Kunjungan itu juga datang di tengah Baghdad yang mendapat tekanan dari Washington untuk membatasi hubungan politik dan perdagangan dengan tetangganya. Irak yang mayoritas Syiah berusaha menjaga hubungan baik dengan mitra-mitra utamanya Iran.
 Setelah penarikan AS dari perjanjian nuklir 2015. Baghdad diberi keringanan terbatas untuk terus membeli listrik dan gas alam dari Iran.
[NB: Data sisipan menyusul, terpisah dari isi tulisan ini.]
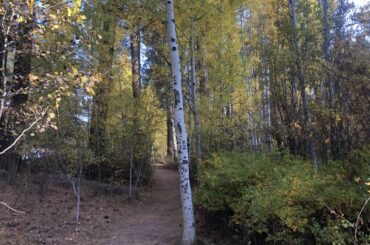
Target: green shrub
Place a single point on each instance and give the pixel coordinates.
(284, 200)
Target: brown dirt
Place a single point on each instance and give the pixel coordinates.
(155, 218)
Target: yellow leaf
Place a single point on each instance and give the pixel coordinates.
(69, 12)
(90, 91)
(20, 19)
(55, 27)
(84, 79)
(33, 78)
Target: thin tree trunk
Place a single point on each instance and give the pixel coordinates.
(302, 83)
(198, 137)
(170, 131)
(100, 106)
(135, 61)
(267, 108)
(185, 189)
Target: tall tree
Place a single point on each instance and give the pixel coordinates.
(185, 189)
(301, 79)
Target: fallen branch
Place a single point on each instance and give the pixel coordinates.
(12, 209)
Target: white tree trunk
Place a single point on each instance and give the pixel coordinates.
(198, 138)
(185, 190)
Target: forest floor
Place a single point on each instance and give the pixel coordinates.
(155, 218)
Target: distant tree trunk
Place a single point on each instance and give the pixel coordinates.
(135, 61)
(302, 83)
(14, 86)
(22, 64)
(194, 108)
(170, 131)
(100, 103)
(326, 47)
(266, 112)
(185, 189)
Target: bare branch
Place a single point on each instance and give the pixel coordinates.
(23, 133)
(12, 209)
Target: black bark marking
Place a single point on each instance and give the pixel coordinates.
(179, 128)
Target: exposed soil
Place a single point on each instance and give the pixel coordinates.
(155, 218)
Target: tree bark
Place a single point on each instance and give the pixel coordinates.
(198, 137)
(135, 61)
(185, 189)
(302, 82)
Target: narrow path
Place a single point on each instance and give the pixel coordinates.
(156, 219)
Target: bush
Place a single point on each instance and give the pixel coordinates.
(283, 200)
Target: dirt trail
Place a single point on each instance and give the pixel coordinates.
(156, 218)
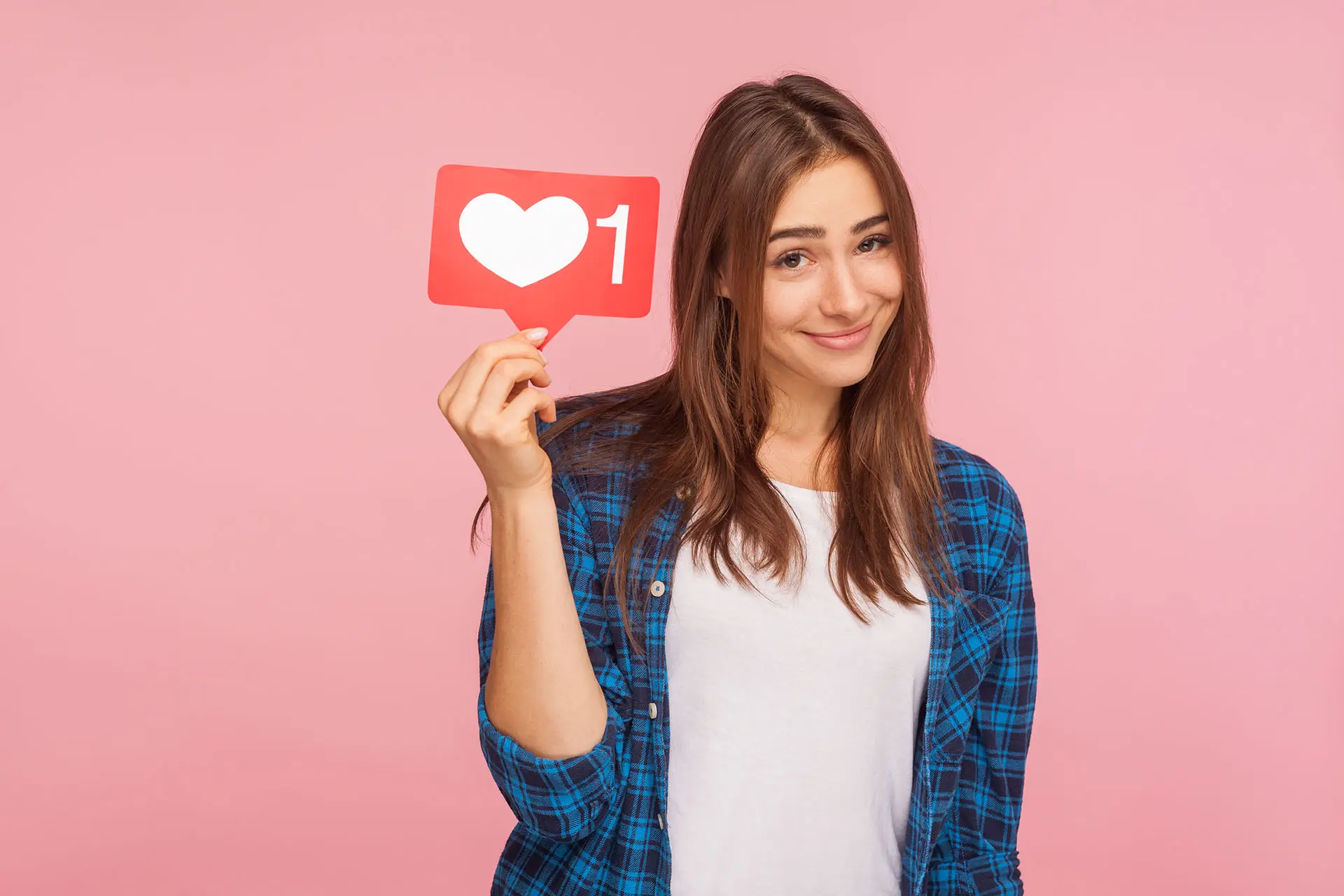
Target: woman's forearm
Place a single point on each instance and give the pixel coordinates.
(540, 688)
Washington telah mendesak Irak untuk bermitra dengan perusahaan-perusahaan AS untuk menjadi mandiri energi.
Pembicaraan antara kepala ulama Syiah Irak Grand Ayatollah Ali Sistani dan Rouhani akan menunjukkan bahwa itu juga bertujuan untuk meningkatkan jajaran Muslim Syiah dalam menghadapi hubungan Irak dengan saingan yang diperintah Iran yang bermusuhan dengan Sunni, saingan Arab Saudi.Â
Pertemuan itu dapat mencegah Arab Saudi dan sekutunya menabur perselisihan antara Iran dan Irak. Arab Saudi ingin mengembangkan hubungan dengan Baghdad untuk melawan pengaruh Iran di Irak, yang mencari dukungan ekonomi untuk membangun kembali setelah kekalahan Daesh.
Selama kunjungan tiga hari, serangkaian perjanjian akan ditandatangani di berbagai bidang seperti energi, transportasi, pertanian, industri dan kesehatan, kata kantor berita Iran, IRNA.
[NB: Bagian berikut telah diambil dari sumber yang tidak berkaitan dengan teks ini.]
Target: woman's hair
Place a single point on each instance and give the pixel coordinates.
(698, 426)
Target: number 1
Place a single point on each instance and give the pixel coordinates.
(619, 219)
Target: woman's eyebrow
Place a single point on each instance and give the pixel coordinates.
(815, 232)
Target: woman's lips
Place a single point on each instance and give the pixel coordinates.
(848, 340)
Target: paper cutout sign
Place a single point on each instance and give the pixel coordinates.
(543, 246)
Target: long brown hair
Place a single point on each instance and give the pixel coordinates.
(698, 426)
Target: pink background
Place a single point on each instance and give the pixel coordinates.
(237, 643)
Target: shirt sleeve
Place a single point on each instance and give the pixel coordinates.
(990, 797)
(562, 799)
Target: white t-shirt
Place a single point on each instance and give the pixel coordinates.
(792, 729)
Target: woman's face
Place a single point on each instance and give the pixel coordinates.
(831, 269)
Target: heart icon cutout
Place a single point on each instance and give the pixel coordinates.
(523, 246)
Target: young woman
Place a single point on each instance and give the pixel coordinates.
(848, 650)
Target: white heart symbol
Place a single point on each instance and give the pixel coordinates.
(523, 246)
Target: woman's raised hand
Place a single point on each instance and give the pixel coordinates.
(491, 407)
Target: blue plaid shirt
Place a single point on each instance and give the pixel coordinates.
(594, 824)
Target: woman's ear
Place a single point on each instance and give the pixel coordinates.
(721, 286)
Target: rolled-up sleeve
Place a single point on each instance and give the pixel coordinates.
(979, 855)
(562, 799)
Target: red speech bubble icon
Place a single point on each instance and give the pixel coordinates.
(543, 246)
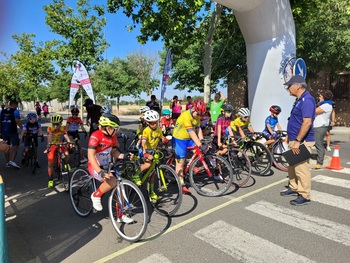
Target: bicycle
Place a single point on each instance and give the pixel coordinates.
(31, 157)
(201, 168)
(167, 185)
(278, 147)
(126, 198)
(259, 155)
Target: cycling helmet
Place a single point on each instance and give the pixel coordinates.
(31, 116)
(245, 112)
(199, 106)
(275, 109)
(144, 109)
(108, 119)
(151, 116)
(75, 111)
(56, 118)
(166, 112)
(106, 109)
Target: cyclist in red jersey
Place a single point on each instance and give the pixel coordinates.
(102, 149)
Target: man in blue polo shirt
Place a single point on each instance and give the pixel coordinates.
(300, 130)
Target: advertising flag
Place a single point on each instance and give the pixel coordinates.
(166, 74)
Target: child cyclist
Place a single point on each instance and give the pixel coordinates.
(102, 149)
(242, 123)
(55, 134)
(271, 122)
(187, 132)
(150, 139)
(31, 129)
(73, 124)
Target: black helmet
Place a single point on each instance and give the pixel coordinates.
(275, 109)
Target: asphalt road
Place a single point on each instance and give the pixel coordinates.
(250, 224)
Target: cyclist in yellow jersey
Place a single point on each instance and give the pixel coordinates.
(242, 122)
(187, 132)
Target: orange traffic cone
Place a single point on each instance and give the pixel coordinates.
(335, 162)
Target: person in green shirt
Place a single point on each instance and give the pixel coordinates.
(215, 106)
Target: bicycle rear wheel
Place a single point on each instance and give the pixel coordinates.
(209, 185)
(168, 191)
(242, 169)
(260, 158)
(80, 189)
(126, 199)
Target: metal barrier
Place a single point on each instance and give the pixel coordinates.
(4, 255)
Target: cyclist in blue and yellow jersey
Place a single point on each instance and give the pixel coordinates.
(150, 139)
(55, 134)
(242, 123)
(271, 122)
(188, 132)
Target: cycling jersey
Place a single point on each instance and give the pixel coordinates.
(239, 123)
(103, 145)
(56, 135)
(184, 124)
(74, 123)
(152, 137)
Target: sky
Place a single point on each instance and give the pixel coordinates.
(18, 16)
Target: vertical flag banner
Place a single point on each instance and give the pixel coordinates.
(166, 74)
(80, 76)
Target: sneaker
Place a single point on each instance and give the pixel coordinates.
(125, 219)
(300, 201)
(136, 180)
(13, 164)
(185, 190)
(153, 197)
(218, 177)
(50, 184)
(289, 192)
(96, 202)
(317, 167)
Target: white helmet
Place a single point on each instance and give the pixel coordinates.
(144, 109)
(151, 116)
(244, 112)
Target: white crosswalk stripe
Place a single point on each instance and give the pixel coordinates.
(332, 181)
(319, 226)
(238, 244)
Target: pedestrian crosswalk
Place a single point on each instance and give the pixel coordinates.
(244, 245)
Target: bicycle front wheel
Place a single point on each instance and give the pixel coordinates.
(128, 211)
(215, 184)
(80, 189)
(167, 187)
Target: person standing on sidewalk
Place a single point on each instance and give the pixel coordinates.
(300, 130)
(10, 118)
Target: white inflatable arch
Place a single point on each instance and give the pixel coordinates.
(269, 32)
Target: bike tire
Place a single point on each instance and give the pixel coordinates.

"Irak adalah saluran lain bagi Iran untuk melewati sanksi Amerika yang tidak adil yang dijatuhkan pada Iran. Perjalanan ini akan memberikan peluang bagi ekonomi Iran," kata seorang pejabat senior Iran, yang menemani Rouhani, kepada Reuters.
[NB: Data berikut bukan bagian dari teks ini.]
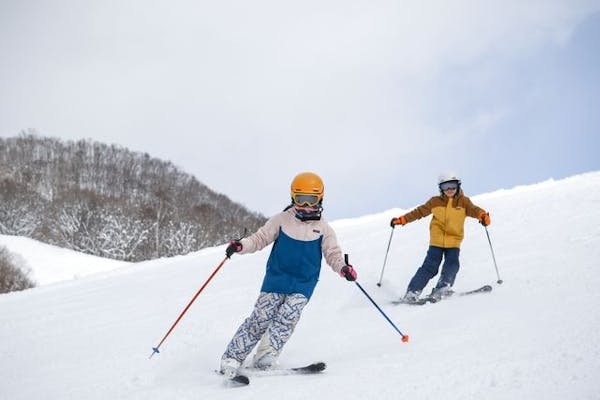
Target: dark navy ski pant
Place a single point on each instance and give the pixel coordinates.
(430, 267)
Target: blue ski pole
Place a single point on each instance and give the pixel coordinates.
(405, 338)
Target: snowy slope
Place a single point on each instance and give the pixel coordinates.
(50, 264)
(536, 336)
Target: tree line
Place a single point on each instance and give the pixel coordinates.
(108, 201)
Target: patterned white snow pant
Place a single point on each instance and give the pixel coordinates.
(275, 316)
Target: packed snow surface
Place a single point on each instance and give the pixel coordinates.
(536, 336)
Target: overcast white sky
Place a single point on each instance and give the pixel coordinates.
(378, 97)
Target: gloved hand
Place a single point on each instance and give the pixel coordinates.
(484, 218)
(398, 221)
(348, 272)
(234, 247)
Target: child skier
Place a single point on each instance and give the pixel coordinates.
(300, 238)
(446, 229)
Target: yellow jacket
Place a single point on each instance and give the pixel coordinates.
(447, 225)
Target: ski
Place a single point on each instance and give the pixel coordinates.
(313, 368)
(417, 302)
(242, 378)
(430, 299)
(239, 380)
(483, 289)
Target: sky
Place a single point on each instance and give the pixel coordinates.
(377, 97)
(535, 336)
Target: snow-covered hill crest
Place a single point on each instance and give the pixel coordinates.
(535, 336)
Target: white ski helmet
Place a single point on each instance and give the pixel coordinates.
(448, 177)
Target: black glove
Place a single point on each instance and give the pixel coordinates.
(398, 221)
(348, 272)
(235, 246)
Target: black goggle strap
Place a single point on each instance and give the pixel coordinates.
(303, 199)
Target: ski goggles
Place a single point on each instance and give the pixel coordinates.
(303, 199)
(452, 185)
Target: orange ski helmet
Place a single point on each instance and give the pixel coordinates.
(307, 183)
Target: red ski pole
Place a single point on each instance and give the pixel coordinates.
(155, 350)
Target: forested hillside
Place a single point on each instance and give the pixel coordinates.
(108, 201)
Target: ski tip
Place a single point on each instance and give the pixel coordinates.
(154, 351)
(241, 380)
Menteri Luar Negeri Iran Mohammad Javad Zarif, menyebut kunjungan Rouhani bersejarah.K Keduanegara ini adalah dua pilar dan denyut nadi kawasan ini.
Keadaan buruk ekonomi Iran sejak keputusan Presiden AS Donald Trump Mei lalu untuk menarik diri dari perjanjian nuklir 2015. Hal itu mendorong para pemimpin negara itu untuk mencoba memperluas hubungan perdagangan dengan tetangga.
Perjanjian tersebut mencabut sanksi pada tahun 2016 yang telah dijatuhkan oleh Amerika Serikat, Uni Eropa dan PBB sebagai imbalan atas pembatasan Iran pada program nuklirnya yang sensitif.
Pemerintahan Trump, yang mengatakan perjanjian itu terlalu murah hati dan gagal mengendalikan program rudal balistik Iran. AS dan keterlibatannya dalam konflik regional seperti Suriah dan Yaman, menerapkan kembali sanksi terhadap Teheran.
Penandatangan lain dalam kesepakatan itu berusaha menyelamatkan pakta tersebut setelah AS keluar, tetapi sanksi AS sebagian besar membuat perusahaan Eropa takut berbisnis dengan Iran.